Waiting for “Superman” in Classrooms

In the public debate during the legislative elections, we hear a lot about taxes, public debt, health care reform and the latest antics of candidates such as Christine O’Donnell and Carl Paladino. However, another key issue for the future of the country is passing almost unnoticed: education.

To attract the attention of society on the subject, Davis Guggenheim, Oscar-winning director of “An Inconvenient Truth,” has just released a new film, “Waiting for Superman.” Guggenheim focuses on public schools in the slums where American citizens live, and on their children, whose dreams are more like utopias due to an educational system that is falling apart.

In the U.S., counties fund the schools, and the federal and state governments only provide some aid to the public elementary and high schools.
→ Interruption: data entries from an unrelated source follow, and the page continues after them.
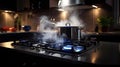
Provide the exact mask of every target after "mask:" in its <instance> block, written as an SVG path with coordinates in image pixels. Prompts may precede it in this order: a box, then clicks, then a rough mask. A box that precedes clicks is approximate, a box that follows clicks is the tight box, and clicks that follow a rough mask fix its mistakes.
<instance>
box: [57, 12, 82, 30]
mask: <svg viewBox="0 0 120 67" xmlns="http://www.w3.org/2000/svg"><path fill="white" fill-rule="evenodd" d="M67 23H69V24H70V26H76V27H79V28H83V27H84V24H83V21H82V20H81V19H80V18H79V14H78V13H77V12H73V13H72V14H71V15H70V17H69V18H68V19H66V20H61V21H60V22H57V23H56V27H64V26H66V24H67Z"/></svg>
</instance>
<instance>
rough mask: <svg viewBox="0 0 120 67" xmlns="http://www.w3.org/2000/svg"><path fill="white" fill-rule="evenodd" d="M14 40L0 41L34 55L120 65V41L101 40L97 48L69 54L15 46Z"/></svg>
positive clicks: (105, 63) (93, 63) (2, 45)
mask: <svg viewBox="0 0 120 67" xmlns="http://www.w3.org/2000/svg"><path fill="white" fill-rule="evenodd" d="M11 43H12V42H4V43H0V46H1V47H4V48H10V49H15V50H20V51H23V52H30V53H32V54H33V55H34V54H39V56H40V57H46V58H48V57H52V58H54V59H56V58H59V59H63V60H68V61H71V62H75V63H81V62H86V63H92V64H102V65H120V43H118V42H104V41H101V42H100V43H99V44H98V45H99V46H97V47H96V48H93V49H91V50H89V51H87V52H85V53H82V54H69V53H63V52H55V51H50V50H45V49H42V48H38V49H34V48H28V47H24V46H13V45H11Z"/></svg>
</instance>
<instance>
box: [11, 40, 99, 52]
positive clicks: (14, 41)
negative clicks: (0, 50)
mask: <svg viewBox="0 0 120 67" xmlns="http://www.w3.org/2000/svg"><path fill="white" fill-rule="evenodd" d="M96 43H97V42H96V39H87V40H81V41H71V40H66V41H65V42H64V43H54V42H44V41H41V40H19V41H14V43H12V45H13V46H25V47H28V48H34V49H38V48H42V49H45V50H50V51H57V52H64V53H73V54H74V53H76V54H80V53H83V52H85V51H88V50H89V49H90V48H92V47H94V46H95V45H96Z"/></svg>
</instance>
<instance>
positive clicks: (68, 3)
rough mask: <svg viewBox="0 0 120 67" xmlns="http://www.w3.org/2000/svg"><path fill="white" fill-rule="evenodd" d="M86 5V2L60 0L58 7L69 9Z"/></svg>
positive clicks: (70, 0)
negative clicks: (68, 7) (85, 2)
mask: <svg viewBox="0 0 120 67" xmlns="http://www.w3.org/2000/svg"><path fill="white" fill-rule="evenodd" d="M83 4H85V2H84V0H59V1H58V7H67V6H75V5H83Z"/></svg>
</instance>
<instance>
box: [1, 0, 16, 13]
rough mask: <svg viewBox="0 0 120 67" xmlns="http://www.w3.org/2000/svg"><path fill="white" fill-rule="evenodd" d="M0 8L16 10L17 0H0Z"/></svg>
mask: <svg viewBox="0 0 120 67" xmlns="http://www.w3.org/2000/svg"><path fill="white" fill-rule="evenodd" d="M0 10H12V11H15V10H17V0H0Z"/></svg>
This implies that the differences between public schools in wealthy suburbs and inner cities are abysmal. Under President Bush’s administration, an ambitious program was designed to raise the level of the education system, especially in the most troubled schools; in reality, eight years after the so-called “No Child Left Behind Act,” there is little progress.

In his documentary, Guggenheim aligns with some reformers, such as Michelle Rhee, head of the Washington, D.C. public schools, and supports giving more freedom to schools to dismiss teachers who perform poorly. Rhee herself has done so in Washington, D.C., where in recent years she fired several dozen teachers. In addition, she advocates a salary system that introduces incentive pay for teachers, linking their pay to student performance. This view, long championed by the Republican Party, clashes with the opposing view of the teachers’ unions, who play the role of villains in “Waiting for Superman.”

Some teachers have criticized the film for being Manichaean. They argue that the public schools’ problems go much deeper than just teachers’ unions, whose influence on the Democratic Party has often blocked the introduction of ambitious reforms.

Whether Guggenheim is right or his anti-union bias is excessive, the reality is that his film has served to revitalize a much-needed debate. At a time when globalization makes it very difficult to compete in terms of cost with countries such as China, the future of the more developed economies depends on having the best workforce it possibly can.